President Saint George Tungsten Shrub have said he was disappointed in "flawed intelligence" in the run-up to the US-led invasion of Republic Of Iraq in 2003.
Mr Shrub said analysis of the stuff by many intelligence federal agencies had led to the "wrong conclusion" on arms of mass destruction.
In an interview with cyberspace portal Yokel and newspaper Politico, he also explained why he had given up golf.
"I believe playing golf game during a warfare just directs the incorrect signal," he said.
Carter criticised
Mr Shrub said he did not experience he had been misled on the intelligence on Iraq.
"'Mislead' is a strong word... Bash Iodine believe person lied to me? No, I don't. I believe it was just, you know, they analysed the state of affairs and came up with the incorrect conclusion."
Mister Shrub said the 2003 United Nations Bagdad violent deaths ended his golf
He said intelligence communities across the human race had shared the same assessment.
"And so I was disappointed to see how flawed our intelligence was," he said.
Mr Shrub also said a United States disengagement of Republic Of Iraq or not maintaining "a forward presence" in the Center East would direct "all sorts of signals".
"It would agitate everybody's nerves, and it would embolden the very same people that we're trying to defeat."
Mr Shrub was also asked why he had not been seen on the golf game course of study for almost five old age and recalled the detonation at the United Nations central office in Bagdad in August 2003 that killed top United Nations envoy, Sergio Vieira Delaware Mello, and 21 others.
"I retrieve when Delaware Mello... got killed in Bagdad as a consequence of these liquidators taking this good man's life. And I was playing golf... and they pulled me off the golf game game game course of study and I said, it's just not deserving it anymore."
He said: "I didn't desire some ma whose boy may have got recently died to see the commander-in-chief playing golf."
Mr Bush, who have just begun a trip to the Center East, said he thought "we're on the right path to defining a Palestinian state".
The president also criticised former President Jimmy Carter, who said recently the adjacent United States leader should perpetrate to avoiding agonizing captives or invading states unless its ain security was threatened.
Mr Shrub said the United States did not torment and suggested Mister Howard Carter was advocating a policy of courting popularity.
"Popularity is fleeting... rules are forever," Mister Shrub said.

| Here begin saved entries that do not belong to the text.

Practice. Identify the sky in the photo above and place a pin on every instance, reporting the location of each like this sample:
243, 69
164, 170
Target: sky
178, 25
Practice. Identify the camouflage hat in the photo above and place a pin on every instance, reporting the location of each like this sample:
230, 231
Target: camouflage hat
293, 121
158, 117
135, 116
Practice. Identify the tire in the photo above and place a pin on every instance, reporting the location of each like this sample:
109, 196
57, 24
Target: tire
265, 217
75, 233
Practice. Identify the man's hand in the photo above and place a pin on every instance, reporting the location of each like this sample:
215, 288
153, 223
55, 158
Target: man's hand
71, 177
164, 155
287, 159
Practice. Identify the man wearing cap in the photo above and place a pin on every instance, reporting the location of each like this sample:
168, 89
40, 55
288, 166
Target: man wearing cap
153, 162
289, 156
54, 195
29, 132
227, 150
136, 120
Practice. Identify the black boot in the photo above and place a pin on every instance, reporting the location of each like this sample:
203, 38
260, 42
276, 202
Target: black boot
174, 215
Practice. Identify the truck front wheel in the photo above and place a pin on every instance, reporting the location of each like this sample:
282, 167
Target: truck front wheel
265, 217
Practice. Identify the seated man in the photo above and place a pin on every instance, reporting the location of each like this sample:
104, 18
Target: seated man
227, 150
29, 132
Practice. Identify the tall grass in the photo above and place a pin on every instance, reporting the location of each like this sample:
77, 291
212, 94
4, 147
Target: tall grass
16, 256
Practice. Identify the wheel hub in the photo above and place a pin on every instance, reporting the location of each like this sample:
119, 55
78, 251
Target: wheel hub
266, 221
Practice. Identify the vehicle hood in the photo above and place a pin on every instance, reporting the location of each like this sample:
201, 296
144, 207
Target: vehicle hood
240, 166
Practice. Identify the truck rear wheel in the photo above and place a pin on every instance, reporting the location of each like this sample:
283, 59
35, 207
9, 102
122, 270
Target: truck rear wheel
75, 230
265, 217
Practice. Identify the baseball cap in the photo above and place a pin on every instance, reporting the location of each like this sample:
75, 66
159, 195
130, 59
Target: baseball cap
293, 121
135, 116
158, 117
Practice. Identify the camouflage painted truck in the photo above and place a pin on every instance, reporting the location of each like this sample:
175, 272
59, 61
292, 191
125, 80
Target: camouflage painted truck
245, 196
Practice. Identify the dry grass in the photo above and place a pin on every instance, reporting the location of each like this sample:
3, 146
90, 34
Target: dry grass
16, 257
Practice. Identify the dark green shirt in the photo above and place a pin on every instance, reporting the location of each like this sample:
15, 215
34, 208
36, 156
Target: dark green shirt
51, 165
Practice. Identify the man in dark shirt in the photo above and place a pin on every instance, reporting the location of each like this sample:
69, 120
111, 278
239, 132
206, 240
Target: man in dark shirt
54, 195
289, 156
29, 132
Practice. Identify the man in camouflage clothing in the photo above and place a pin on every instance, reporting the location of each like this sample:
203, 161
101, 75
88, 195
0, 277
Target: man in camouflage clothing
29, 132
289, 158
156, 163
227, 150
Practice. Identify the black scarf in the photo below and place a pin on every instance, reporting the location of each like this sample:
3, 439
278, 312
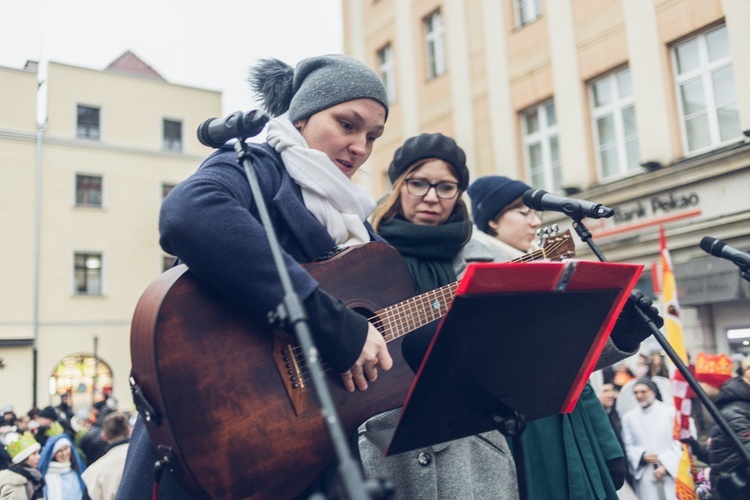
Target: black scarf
429, 250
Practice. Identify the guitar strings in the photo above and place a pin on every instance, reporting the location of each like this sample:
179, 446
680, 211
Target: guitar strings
396, 320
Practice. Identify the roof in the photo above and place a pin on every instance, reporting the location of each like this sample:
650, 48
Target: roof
130, 64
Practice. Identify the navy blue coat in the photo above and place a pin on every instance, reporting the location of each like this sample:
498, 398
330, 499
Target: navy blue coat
210, 221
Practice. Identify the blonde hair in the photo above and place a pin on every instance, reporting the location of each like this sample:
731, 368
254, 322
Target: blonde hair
390, 205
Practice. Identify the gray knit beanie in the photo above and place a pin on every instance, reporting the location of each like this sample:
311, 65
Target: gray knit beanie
490, 195
317, 83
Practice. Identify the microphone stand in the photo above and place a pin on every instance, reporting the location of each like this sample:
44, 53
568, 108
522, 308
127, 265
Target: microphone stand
585, 235
292, 312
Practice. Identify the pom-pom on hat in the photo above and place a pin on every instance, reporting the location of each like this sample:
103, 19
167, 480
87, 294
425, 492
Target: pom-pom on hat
425, 146
23, 447
317, 83
490, 195
48, 412
63, 441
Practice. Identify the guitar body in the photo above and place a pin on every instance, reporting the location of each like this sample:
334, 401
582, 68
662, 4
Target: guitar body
234, 416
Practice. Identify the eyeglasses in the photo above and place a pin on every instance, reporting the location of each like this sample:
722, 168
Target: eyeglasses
443, 190
529, 214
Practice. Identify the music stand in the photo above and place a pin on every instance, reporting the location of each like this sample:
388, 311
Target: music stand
519, 338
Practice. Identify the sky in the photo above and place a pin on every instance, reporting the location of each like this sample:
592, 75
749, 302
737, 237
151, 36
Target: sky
205, 44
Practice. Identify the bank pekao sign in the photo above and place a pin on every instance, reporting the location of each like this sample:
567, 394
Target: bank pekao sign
655, 206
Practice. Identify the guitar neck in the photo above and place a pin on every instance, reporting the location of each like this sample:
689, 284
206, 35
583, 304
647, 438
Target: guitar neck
405, 317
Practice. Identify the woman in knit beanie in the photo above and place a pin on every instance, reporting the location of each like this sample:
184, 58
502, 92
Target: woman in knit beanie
22, 480
499, 212
62, 468
426, 220
554, 462
328, 111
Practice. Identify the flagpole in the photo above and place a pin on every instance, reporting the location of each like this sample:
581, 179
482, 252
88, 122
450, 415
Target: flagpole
585, 235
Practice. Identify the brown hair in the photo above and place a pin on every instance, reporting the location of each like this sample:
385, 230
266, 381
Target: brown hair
390, 205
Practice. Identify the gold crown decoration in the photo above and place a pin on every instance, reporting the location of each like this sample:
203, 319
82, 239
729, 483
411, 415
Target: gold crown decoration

The president also touched on other key issues:
Global warming: "I could have got got supported a icky pact and everybody would have went, 'Oh, man, what a fantastic sounding chap he is'. But it just wouldn't have got worked."
Democrat-led Congress: "I would name them, so far, good at verbiage and not so good at results."
Burma: "It's taken these people too long to move. It's almost as if they're in a state of denial."
His legacy: "I believe history, when they look back, will state this is a chap who knew how to do decisions, and made some tough ones, stood by them, wasn't driven by the up-to-the-minute sentiment poll, but was driven by some core rules from which he would not deviate."